Mitch Hardy
- Full name: Mitchell Duncan Hardy
- Born: 15 June 1971 (age 54) Sydney, Australia
- Height: 6 ft 1 in (185 cm)
- Weight: 202 lb (92 kg)
- School: Ku-ring-gai High School

Rugby union career
- Position: Wing

Super Rugby
- Years: Team / Apps / (Points)
- 1996–00: ACT Brumbies

International career
- Years: Team / Apps / (Points)
- 1997–98: Australia / 8 / (10)

= Mitch Hardy =

Australian rugby union international

Mitchell Duncan Hardy (born 15 June 1971) is an Australian former rugby union international.

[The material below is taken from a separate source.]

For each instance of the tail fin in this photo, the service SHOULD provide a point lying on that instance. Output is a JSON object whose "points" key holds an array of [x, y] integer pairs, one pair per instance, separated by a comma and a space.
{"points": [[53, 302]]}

Hardy, born in Sydney, attended Ku-ring-gai High School and played in the local Shute Shield competition for Gordon. He competed in the Super 14 for the ACT Brumbies from 1996 to 2000, then left to play in France for CA Brive.

A winger, Hardy represented Australia in eight Test matches across 1997 and 1998. On his debut match, against France in Sydney, he came on as a temporary substitute while Stephen Larkham was being treated and scored two tries, before returning to the bench. This made him the first Wallaby since Tim Lane in 1985 to score twice on debut.

Hardy is a former general manager of RugbyWA.